Jones Lang LaSalle 2010 Spring State of the Retail Market Report

Traditional investors sidelined while special servicers determine best course of action for distressed assets


CHICAGO, May 23, 2010 — Despite lingering economic stress that continues to curb consumer spending and affect the retail sector, recent evidence within the investment sales community indicates the retail real estate market has hit bottom and is showing increasing signs of recovery in 2010. The number of significant retail bankruptcies that grew to 13 in 2009 has slowed in the new year and occupancy costs have dropped with market rents stabilizing at 25 to 50 percent below the peak in 2006. Retail cap rates have fallen slightly  (see Figure 1), and will continue to experience downward momentum in the next 18-36 months as credit markets thaw, retail sales improve, vacancy rates decline and rents slowly increase, according to Jones Lang LaSalle’s 2010 Mid-Year State of the Retail Market Report. 

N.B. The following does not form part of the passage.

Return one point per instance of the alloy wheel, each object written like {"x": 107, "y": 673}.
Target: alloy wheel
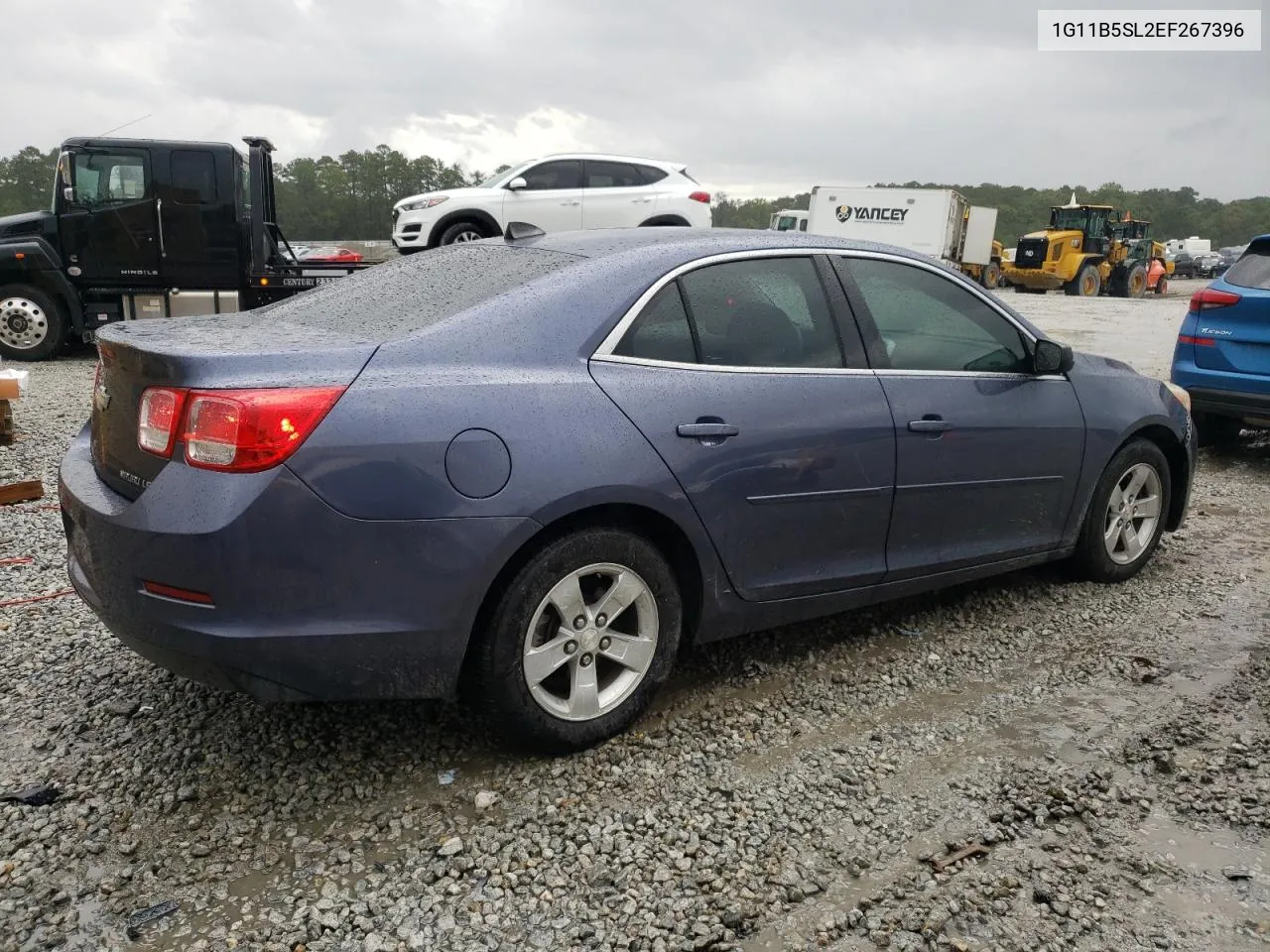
{"x": 1133, "y": 515}
{"x": 590, "y": 642}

During the past two years, retail property transaction volume has fallen more than 80 percent, with just 239 sales of multi-tenant shopping centers in excess of 80,000 square feet of leasing transactions completed in 2009.  A mere $7.2 billion in strip-center and $4.3 billion in mall and other (including urban retail, mixed-use properties, single tenant, etc.) investment sales were completed in 2009.  The 2009 sales figures represent a decline of 32 percent and 57 percent, respectively, compared with year-end 2008. 

“The lull of retail sector transactions in 2009 allowed both buyers and sellers the chance to regroup, survey the landscape, and prepare for future acquisition and disposition activity,” said Kris Cooper, Managing Director of Jones Lang LaSalle’s retail investment sales business.  “New retail buyers are entering the market now including private investors, REITs and financial institutions. They’re seeking core at 7.5 to 8.25 cap rates on well capitalized assets and non-core at 9 to 10 percent or higher. Some opportunistic buyers are relieving troubled owners with a quick close to take the asset off their books, but that’s in exchange for purchasing the asset at 10 to 12 percent or higher. Attractive core retail properties are actually generating better pricing due to the availability of cheaper debt and lack of core product.”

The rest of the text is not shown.